Reptile carer Trish Prendergast said on Friday that young wildlife enthusiast Kyle Cummings could have been killed if he had handled the eastern brown snakes the world’s most venomous species on land after Australia’s inland taipan.
Kyle found a clutch of nine eggs a few weeks ago in the grass on his family’s 1.2-hectare (3-acre) property on the outskirts of the city of Townsville in Queensland State, Mr. Prendergast said. He had no idea what kind of eggs they were.
“I was pretty shocked, particularly because I don’t like snakes,” Ms. Sim told the Townsville Bulletin newspaper.

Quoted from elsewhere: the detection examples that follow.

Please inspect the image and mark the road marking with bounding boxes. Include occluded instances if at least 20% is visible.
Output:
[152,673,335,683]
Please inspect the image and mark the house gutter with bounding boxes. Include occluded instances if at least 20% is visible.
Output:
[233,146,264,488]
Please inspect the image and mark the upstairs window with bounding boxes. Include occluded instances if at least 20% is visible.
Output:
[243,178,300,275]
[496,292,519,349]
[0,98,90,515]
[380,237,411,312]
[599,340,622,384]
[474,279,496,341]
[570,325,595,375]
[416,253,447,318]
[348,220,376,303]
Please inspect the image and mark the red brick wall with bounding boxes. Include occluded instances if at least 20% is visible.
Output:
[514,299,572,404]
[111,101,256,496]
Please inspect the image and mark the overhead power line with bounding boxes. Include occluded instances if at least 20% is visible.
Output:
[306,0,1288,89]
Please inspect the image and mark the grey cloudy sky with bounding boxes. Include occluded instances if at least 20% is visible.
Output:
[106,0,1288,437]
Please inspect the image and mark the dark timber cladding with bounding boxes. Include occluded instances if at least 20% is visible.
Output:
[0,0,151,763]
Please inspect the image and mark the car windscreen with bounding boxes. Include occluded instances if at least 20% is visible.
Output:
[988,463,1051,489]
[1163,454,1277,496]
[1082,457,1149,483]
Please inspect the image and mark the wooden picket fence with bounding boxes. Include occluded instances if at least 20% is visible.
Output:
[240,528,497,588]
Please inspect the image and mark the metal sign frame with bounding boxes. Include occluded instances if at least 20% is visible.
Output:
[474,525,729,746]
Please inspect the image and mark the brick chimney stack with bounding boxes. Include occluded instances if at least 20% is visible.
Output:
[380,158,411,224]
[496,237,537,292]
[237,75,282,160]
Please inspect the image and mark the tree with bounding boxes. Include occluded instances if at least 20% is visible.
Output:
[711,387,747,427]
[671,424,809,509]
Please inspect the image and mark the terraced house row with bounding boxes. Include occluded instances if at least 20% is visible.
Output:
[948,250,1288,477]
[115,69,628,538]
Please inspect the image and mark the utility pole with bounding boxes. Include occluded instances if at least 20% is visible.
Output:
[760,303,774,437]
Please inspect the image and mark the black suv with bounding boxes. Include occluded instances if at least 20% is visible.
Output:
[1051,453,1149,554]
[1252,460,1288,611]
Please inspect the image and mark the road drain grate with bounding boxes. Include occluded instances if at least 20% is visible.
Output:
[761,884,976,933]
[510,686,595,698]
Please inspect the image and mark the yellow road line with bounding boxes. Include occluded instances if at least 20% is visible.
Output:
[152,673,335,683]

Mr. Prendergast, who is the Townsville-based reptile coordinator of the volunteer group North Queensland Wildlife Care, was handed the container on Tuesday and released the snakes into the wild that night.
She was relieved that no one had handled the snakes.
“Their fangs are only a few millimeters long at that age, so they probably couldn’t break the skin, but they’re just as venomous as full-grown snakes,” Mr. Prendergast said.
“If venom had got on Kyle’s skin where there was a cut of if he put it in his mouth, it could have been fatal,” she added.
Eastern brown snakes which can grow to more than 2 meters (6 1/2 feet) long usually stay with their eggs but sometimes leave for short periods to feed.
“He’s very lucky he didn’t encounter the mother while he was taking her eggs. That also could have been fatal,” Mr. Prendergast said.
The snakes were 12 to 15 centimeters (5 to 6 inches) long and had probably hatched around five days before they were released, she said, adding that they were thirsty but otherwise healthy.
Australia averages around three fatal snake bites a year, and eastern browns are responsible for 60 percent of the country’s fatalities.
Ms. Sim did not immediately return a phone call seeking comment on Friday.